Another President, really?

It’s been yet another day of uncertainty in the eurozone, with market fears over euro debt sending shares plunging across the globe and with EU leaders all over the place.

Amid the confusion, France has stepped up again with calls to strengthen the role of the Eurogroup, the forum where eurozone finance ministers get together to make policy decisions.

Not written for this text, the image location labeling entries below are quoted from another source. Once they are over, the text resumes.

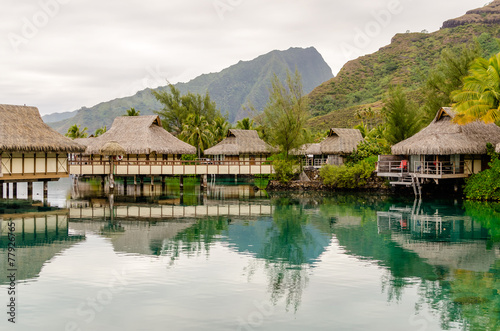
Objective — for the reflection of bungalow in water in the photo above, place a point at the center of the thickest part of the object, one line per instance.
(454, 242)
(241, 145)
(136, 237)
(442, 150)
(29, 149)
(39, 237)
(143, 140)
(264, 239)
(333, 149)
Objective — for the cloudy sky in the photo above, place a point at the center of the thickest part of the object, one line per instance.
(60, 55)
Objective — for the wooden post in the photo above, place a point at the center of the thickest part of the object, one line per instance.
(30, 190)
(111, 175)
(203, 181)
(45, 193)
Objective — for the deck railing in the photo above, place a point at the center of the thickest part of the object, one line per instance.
(317, 163)
(169, 167)
(423, 167)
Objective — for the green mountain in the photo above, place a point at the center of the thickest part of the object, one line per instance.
(363, 82)
(233, 87)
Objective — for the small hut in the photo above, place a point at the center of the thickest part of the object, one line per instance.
(241, 145)
(29, 149)
(142, 138)
(443, 149)
(333, 149)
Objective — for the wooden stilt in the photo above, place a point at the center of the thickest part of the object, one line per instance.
(163, 184)
(30, 190)
(45, 193)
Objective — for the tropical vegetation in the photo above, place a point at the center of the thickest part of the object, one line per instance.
(75, 132)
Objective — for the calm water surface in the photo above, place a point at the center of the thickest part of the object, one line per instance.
(236, 259)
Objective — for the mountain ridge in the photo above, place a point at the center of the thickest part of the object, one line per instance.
(231, 88)
(406, 61)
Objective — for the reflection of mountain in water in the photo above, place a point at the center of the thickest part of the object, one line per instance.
(448, 241)
(300, 244)
(38, 238)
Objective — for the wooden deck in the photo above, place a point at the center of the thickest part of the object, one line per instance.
(431, 170)
(131, 168)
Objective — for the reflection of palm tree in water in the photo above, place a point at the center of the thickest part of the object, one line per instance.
(290, 246)
(285, 247)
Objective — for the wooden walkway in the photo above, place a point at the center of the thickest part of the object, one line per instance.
(159, 168)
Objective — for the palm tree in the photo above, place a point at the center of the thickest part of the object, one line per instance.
(132, 112)
(219, 129)
(196, 132)
(479, 98)
(245, 124)
(74, 132)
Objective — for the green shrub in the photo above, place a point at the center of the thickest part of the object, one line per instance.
(348, 176)
(484, 185)
(284, 170)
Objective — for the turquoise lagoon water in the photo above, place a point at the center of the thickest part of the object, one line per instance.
(234, 258)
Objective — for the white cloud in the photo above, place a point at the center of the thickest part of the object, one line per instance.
(74, 53)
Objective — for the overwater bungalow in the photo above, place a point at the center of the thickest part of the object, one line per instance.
(149, 150)
(333, 149)
(442, 150)
(29, 149)
(241, 146)
(143, 138)
(138, 143)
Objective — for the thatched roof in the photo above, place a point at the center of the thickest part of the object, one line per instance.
(308, 149)
(84, 141)
(112, 148)
(443, 137)
(140, 135)
(240, 142)
(22, 129)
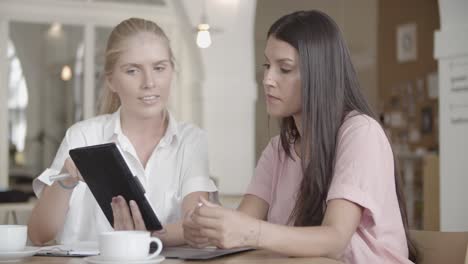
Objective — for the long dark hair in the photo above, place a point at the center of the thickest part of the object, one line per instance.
(330, 90)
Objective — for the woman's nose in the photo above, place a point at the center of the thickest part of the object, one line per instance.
(149, 81)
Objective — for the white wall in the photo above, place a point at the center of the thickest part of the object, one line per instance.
(451, 49)
(229, 90)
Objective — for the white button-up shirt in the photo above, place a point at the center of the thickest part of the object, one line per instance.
(178, 166)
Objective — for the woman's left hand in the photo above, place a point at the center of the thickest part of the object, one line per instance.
(126, 216)
(226, 228)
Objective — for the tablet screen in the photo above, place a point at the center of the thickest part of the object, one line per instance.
(107, 175)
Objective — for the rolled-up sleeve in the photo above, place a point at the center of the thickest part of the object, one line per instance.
(196, 177)
(262, 182)
(73, 138)
(364, 159)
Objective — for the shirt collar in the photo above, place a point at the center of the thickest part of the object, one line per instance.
(114, 129)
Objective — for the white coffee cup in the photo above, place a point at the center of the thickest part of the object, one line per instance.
(13, 237)
(127, 245)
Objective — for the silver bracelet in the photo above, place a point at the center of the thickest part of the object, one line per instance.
(67, 187)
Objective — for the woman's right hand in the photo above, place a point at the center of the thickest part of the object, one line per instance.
(192, 234)
(69, 167)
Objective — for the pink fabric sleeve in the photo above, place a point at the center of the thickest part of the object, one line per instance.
(261, 183)
(363, 167)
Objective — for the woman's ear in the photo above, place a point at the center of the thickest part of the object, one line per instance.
(109, 83)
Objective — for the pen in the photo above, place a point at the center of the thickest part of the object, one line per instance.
(59, 176)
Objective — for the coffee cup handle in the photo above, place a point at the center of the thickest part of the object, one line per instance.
(158, 251)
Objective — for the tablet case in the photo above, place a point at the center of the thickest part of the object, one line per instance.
(107, 175)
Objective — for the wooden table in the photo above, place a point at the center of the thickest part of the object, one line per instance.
(256, 256)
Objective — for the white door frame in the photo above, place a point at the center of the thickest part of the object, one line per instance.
(89, 15)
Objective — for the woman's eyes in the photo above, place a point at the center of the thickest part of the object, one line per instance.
(267, 66)
(159, 68)
(131, 71)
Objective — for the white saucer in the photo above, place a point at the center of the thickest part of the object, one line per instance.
(18, 255)
(102, 260)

The groundbreaking proposal?

European Council President Herman Van Rompuy should take the lead and also be the ‘President for the Eurozone’. They now have Germany onside, and both will push the proposal over the next few months.

What’s interesting is that this would dramatically sideline, and perhaps eventually exclude, the role of the Eurogroup Chairman, currently held by the Luxembourg PM and uber-federalist Jean-Claude Juncker. Reuters claims that member states’ leaders may be inclined to support the proposal due to the allegedly “lacklustre performance” of Juncker, who’s been around the euro-block for some time now. We’re not surprised that he’s feeling jaded.

We see what they're trying to do - the Eurogroup is in desperate need of some coherence. But giving Van Rompuy another title? Will that really make anyone happier?

4 comments:

Sheona said...

Yes, Juncker's performance has done nothing to help the eurozone, but van Rompuy has done nothing. Perhaps if everyone could just hang on - and this is what the europrats have been hoping in vain the markets will do - Sarkozy himself will be looking for employment next April.

Ian T said...

Handelsblatt's columnist Thomas Hanke says"Van Rompuy’s competences will probably be extended"... I very much doubt it that that is technically, medically or intellectually possible, and we should stop using 'competency' when what is really meant is (unelected and illegitimate)POWER.

Anonymous said...

>market fears over euro debt sending shares plunging across the globe

Yeaah, and the US recession fears and their political 'deal' excluding any potential fiscal stimulus had nothing to do with it?

You have no clue what you are writing about, boys.

Open Europe blog team said...

Anonymous, who's saying that the situation in the US has nothing to do with it?